Frasa ini adalah alat manipulasi klasik. Ini dirancang untuk membuat orang lain mempertanyakan penilaian dan emosi mereka sendiri. Seiring waktu, hal ini dapat menyebabkan hilangnya rasa percaya diri, sehingga lebih mudah bagi manipulator untuk mengendalikan mereka.

Kenyataannya, setiap orang memiliki hak atas perasaan dan respons mereka. Memberi label pada mereka sebagai reaksi yang berlebihan adalah cara untuk tidak memvalidasi pengalaman orang tersebut.

2) Saya tidak pernah mengatakan itu

Yang satu ini sangat dekat dengan kehidupan saya. Saya pernah berada dalam sebuah hubungan di mana “Saya tidak pernah mengatakan itu” adalah frasa yang sering digunakan.
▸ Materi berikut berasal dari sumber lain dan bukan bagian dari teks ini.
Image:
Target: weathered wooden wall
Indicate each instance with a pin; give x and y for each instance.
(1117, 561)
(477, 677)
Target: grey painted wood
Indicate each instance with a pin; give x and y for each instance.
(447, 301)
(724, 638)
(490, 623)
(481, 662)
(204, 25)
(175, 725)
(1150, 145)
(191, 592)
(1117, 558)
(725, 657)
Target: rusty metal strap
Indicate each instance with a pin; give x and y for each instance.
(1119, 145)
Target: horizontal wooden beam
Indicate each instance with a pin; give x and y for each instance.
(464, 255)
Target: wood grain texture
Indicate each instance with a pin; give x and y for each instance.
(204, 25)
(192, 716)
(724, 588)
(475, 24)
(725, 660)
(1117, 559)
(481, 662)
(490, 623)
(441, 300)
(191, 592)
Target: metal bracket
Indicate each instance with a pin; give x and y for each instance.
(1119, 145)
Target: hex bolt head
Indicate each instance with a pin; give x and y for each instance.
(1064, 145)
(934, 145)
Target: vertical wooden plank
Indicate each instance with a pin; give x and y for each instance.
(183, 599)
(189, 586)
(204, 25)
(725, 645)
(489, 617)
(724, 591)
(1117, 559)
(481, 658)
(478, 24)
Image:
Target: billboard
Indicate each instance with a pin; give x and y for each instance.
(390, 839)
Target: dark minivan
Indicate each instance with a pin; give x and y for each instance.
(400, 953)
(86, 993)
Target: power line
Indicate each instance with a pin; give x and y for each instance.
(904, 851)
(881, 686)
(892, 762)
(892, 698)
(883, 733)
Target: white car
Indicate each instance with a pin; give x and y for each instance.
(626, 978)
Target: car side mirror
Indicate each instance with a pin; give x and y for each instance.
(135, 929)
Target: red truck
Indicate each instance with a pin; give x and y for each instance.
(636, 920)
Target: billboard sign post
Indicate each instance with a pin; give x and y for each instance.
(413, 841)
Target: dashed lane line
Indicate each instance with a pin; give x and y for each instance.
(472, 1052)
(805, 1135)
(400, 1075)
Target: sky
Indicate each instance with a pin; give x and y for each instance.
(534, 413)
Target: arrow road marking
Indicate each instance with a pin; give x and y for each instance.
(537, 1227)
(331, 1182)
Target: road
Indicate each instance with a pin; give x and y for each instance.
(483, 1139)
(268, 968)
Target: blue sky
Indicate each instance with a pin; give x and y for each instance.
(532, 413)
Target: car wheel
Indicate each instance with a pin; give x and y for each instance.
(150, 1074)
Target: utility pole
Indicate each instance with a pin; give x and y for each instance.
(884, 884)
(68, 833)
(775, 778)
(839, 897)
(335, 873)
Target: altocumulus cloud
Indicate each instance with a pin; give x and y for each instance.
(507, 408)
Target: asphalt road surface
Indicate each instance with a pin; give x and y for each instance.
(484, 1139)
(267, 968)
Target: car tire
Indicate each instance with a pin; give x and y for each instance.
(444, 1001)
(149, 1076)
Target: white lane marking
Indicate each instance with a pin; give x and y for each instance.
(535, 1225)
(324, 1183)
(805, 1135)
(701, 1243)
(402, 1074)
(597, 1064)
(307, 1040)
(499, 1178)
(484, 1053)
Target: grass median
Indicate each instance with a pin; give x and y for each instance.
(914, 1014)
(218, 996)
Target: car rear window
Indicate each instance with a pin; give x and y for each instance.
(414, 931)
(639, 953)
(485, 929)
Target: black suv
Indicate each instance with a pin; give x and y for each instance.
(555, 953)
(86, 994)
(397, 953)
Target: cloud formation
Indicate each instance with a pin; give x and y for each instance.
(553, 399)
Manipulator cenderung memelintir atau menyangkal kata-kata mereka untuk menciptakan kebingungan atau rasa bersalah. Mereka membuat Anda mempertanyakan ingatan dan persepsi Anda tentang suatu kejadian, sebuah taktik yang dikenal sebagai gaslighting.

Dalam kasus saya, pasangan saya sering membuat janji atau komitmen dan kemudian menyangkal pernah mengatakannya. Hal ini sangat membuat frustrasi dan membuat saya terus-menerus mempertanyakan kewarasan saya. 

Hubungan yang sehat dibangun di atas kepercayaan, kejujuran, dan komunikasi yang terbuka. Jika Anda mendapati pasangan Anda sering menyangkal apa yang telah mereka katakan sebelumnya, ini bisa menjadi pertanda bahwa Anda sedang dimanipulasi. Ingat, penting untuk mempercayai ingatan dan persepsi Anda.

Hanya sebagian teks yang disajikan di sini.